Is it possible to estimate the speed of wind by the sound emitted by a cable of an overhead power line? I was near ($\approx40m$) an overhead power line and I heard a sound coming from the cables of the power line; I think the sound was made by the vibrations of the power cables due to the wind but I am not sure. The wind was very light.
The sound was not the "buzz" asked about here.

My question is: assuming the sound was generated by the wind, is it possible to estimate the speed of wind from the sound properties (i.e. its spectrogram) and the mechanical properties of the cable?
If yes, how accurate will be the estimate? 
If yes, can you provide some back-of-the-envelope calculation?
 A: The sound by the cable is produced because of the Kármán vortex shedding. 
This empirical formula from the wikipedia page relates the frequency of the vortex shedding with the Reynolds number:
$$
\frac{fd}{V}=0.198\left (1-\frac{19.7}{\mathrm{Re}}\right),
$$
where $f$ is the frequency, $d$ cable diameter and $V$ is the flow velocity.

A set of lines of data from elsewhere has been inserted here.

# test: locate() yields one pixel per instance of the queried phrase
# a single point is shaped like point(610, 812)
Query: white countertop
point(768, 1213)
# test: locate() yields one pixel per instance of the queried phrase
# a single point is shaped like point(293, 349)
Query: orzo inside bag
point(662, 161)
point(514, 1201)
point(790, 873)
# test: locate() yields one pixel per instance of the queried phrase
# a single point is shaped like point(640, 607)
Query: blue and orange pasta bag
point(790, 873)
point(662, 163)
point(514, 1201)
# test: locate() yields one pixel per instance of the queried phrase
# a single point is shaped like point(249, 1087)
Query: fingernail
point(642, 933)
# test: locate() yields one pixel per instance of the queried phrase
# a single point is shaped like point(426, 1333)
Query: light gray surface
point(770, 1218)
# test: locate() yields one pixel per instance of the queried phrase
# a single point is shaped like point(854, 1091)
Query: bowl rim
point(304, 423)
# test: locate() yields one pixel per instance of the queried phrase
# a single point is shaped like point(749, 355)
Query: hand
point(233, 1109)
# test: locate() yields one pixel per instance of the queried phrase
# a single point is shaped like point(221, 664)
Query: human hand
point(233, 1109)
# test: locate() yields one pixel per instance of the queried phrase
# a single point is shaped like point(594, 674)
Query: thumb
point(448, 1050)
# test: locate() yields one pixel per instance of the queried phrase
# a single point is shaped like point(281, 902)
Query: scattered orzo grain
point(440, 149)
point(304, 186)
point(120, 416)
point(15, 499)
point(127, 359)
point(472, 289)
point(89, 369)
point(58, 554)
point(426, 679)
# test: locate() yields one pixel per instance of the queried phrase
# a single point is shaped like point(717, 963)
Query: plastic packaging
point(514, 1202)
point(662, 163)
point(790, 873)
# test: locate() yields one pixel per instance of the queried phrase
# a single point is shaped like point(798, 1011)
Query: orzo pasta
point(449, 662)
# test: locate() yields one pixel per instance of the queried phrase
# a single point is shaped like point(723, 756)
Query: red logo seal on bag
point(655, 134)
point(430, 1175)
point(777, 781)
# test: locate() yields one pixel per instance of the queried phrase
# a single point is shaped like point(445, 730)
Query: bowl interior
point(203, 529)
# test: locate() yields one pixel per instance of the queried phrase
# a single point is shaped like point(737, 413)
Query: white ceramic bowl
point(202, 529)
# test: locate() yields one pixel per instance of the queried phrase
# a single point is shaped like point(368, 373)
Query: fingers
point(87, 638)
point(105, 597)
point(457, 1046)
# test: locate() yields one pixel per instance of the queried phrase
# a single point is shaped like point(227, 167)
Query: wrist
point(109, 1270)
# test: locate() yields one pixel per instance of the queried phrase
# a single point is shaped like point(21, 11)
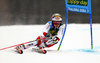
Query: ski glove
point(48, 35)
point(52, 41)
point(55, 40)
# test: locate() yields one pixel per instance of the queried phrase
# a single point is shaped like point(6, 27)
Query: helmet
point(56, 20)
point(56, 17)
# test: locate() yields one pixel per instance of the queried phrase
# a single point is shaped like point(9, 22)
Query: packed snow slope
point(75, 48)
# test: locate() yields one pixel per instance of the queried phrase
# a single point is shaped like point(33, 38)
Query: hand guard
point(48, 35)
point(55, 40)
point(52, 41)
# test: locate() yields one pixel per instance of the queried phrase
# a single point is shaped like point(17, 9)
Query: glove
point(48, 35)
point(55, 40)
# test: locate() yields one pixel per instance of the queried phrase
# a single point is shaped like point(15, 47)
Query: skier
point(52, 34)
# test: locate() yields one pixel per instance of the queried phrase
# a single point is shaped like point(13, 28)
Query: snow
point(75, 48)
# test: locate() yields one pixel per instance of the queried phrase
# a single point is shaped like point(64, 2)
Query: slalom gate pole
point(65, 26)
point(19, 44)
point(91, 31)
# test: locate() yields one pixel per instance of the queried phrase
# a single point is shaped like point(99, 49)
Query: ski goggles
point(56, 16)
point(57, 22)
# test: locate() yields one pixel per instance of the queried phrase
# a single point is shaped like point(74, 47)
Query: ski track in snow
point(75, 48)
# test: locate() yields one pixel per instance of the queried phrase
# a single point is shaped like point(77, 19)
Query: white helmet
point(56, 17)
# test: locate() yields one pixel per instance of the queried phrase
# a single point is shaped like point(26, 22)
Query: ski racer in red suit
point(52, 34)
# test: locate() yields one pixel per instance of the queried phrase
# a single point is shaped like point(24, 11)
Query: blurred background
point(30, 12)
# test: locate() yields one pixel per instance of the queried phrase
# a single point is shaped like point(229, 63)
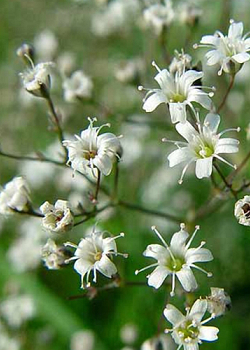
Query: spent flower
point(57, 218)
point(176, 259)
point(189, 331)
point(202, 146)
point(93, 151)
point(94, 253)
point(229, 51)
point(176, 90)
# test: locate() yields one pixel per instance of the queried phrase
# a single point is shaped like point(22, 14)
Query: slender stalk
point(141, 209)
point(227, 184)
point(57, 123)
point(232, 78)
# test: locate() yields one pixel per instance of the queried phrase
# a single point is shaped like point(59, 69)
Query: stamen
point(209, 274)
point(155, 65)
point(197, 227)
point(145, 268)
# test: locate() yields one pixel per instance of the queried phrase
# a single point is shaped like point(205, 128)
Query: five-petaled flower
point(202, 146)
point(188, 331)
point(229, 51)
point(93, 151)
point(94, 253)
point(177, 91)
point(177, 259)
point(57, 218)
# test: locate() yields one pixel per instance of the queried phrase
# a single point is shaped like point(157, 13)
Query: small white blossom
point(17, 309)
point(202, 146)
point(36, 79)
point(93, 151)
point(78, 86)
point(188, 331)
point(57, 218)
point(229, 51)
point(218, 302)
point(14, 196)
point(177, 259)
point(177, 91)
point(54, 256)
point(94, 253)
point(180, 63)
point(158, 16)
point(242, 211)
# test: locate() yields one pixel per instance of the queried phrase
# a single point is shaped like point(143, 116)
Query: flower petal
point(178, 112)
point(198, 309)
point(173, 315)
point(187, 279)
point(208, 333)
point(201, 255)
point(154, 100)
point(157, 277)
point(106, 266)
point(204, 167)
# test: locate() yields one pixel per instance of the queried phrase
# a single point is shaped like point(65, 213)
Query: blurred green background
point(145, 178)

The Reynolds number $\mathrm{Re}$ in turn is defined for this system as $$\mathrm{Re}=\frac{Vd}{\nu},$$
where $\nu$ is the kinematic viscosity of the medium. For the air at $15\,{}^\circ \text{C}$ it is $1.48\times 10^{−5}\,\text{m}^2/\text{s}$.
So solving the equations for the velocity $V$ we obtain
$$
V = 5.05 \left(f d + 3.90 \frac{\nu}{d}\right).
$$
Of course, this formula implies idealized conditions, so in a more realistic situations (including for instance turbulence in the wind flow) extracting the vortex shedding frequency from the sound spectrum could be tricky.
A: In the design of aeolian vibration dampers the frequency of oscillation is given empirically by  $$ f = 3.26 V/d $$ where $f$ is in $\rm Hz$, $V$ wind speed in $\rm mph$ and $d$ the cable diameter in $\rm in$. The problem is that beyond $15 \,{\rm mph}$ the wind is too choppy to excite one frequency and the vibration amplitude (and hence sound) drops. Only across flat terrain (sand, river crossing, snow cover) the vibration can be sustained up to about $25 {\rm mph}$.
Thus the vibration frequency can only be used for low speed, and steady winds.